Branded

Fred’s pops used to call everyone “old sport.” Fred’s pops drank soda and whiskey, or whiskey and soda, every night when he got home from work. Fred’s pops had a loud voice that boomed through rooms like a stereo system. Fred inherited nothing from his pops. He did not call people “old sport.” He did not drink whiskey and soda or soda and whiskey. He did not drink at all. He was allergic to alcohol. He tried drinking when he was in college, but threw up after having had four or five sips of anything, no matter what it was. He wasn’t the sharpest needle in the sewing kit, but he figured out there was something wrong with him and quit drinking entirely. Later, a doctor called his decision a wise one and confirmed that Fred was allergic. Fred’s voice was not loud. It was thin and wispy and went well with his thin neck and poet’s sensibilities.

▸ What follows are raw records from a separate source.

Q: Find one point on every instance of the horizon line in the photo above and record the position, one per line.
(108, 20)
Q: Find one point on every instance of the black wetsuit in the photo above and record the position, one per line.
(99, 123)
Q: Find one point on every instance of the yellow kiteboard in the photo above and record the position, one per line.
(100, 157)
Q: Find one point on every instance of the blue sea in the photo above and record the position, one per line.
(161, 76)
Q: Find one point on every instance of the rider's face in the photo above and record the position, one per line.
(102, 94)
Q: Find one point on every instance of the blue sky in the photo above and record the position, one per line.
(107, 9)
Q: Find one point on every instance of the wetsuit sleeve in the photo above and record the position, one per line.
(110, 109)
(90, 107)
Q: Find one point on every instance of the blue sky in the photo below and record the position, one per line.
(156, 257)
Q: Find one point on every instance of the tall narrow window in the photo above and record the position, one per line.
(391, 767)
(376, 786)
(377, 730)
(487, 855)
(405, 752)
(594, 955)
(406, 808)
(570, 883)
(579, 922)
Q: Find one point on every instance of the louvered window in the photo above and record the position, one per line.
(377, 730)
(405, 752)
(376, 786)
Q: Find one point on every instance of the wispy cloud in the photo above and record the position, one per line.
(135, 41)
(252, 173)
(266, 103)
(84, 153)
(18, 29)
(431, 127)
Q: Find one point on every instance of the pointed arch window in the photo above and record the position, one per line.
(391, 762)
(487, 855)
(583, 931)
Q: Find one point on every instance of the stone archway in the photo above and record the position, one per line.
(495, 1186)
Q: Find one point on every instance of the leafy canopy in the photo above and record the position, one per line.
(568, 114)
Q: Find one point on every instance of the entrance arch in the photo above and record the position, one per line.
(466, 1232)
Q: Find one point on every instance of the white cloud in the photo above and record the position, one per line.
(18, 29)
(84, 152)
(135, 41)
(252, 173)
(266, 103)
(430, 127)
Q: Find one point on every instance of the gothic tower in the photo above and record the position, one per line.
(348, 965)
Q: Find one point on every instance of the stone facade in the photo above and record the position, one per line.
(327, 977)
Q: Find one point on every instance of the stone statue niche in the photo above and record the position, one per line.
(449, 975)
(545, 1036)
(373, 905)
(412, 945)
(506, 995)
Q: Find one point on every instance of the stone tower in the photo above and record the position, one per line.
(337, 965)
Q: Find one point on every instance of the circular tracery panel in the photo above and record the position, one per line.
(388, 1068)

Fred was what you’d call an aspirant. He aspired to many things. He aspired even when there was no logical reason for him to aspire. Working in the corner store that sold gumballs, candy-bars, coca-cola drinks and girly magazines, Fred had long passed the age at which this kind of job was seen as a stepping stone to bigger, better things. Everyone in town who knew him had already figured out that he was going to be a perpetual local, and they accepted this with gladness. There was nothing wrong with Fred. Helluva nice guy. Not a chip off the old block, people admitted, his pops had had more spunk in him, but still, nothing wrong with a soft-spoken, mild-mannered, effeminate guy like Fred. These days, people said, you had to accept all sorts. These days we’re all really equal, and if we, the people said, don’t want to know how come Fred hasn’t got a girlfriend, well, that’s just letting him mind his own business and us minding ours, isn’t that right?
Fred didn’t know what people said about him. His mother did, because she was a superb listener, trained by the best and brightest of the University of Chicago, where she had attended graduate school and received a Master’s Degree in psychology. She was everyone’s therapist, in such a small town, and she was very good at her job. She never mixed up Bertha from the pharmacy with Bertha who worked at the diner. She never told Todd that his best friend Joshua, who was also a client, was sleeping with his teenage daughter. She was ready for everyone with the same sagging cheeks punctured by her lips curving in a smile and always had a fresh supply of Kleenex for everyone.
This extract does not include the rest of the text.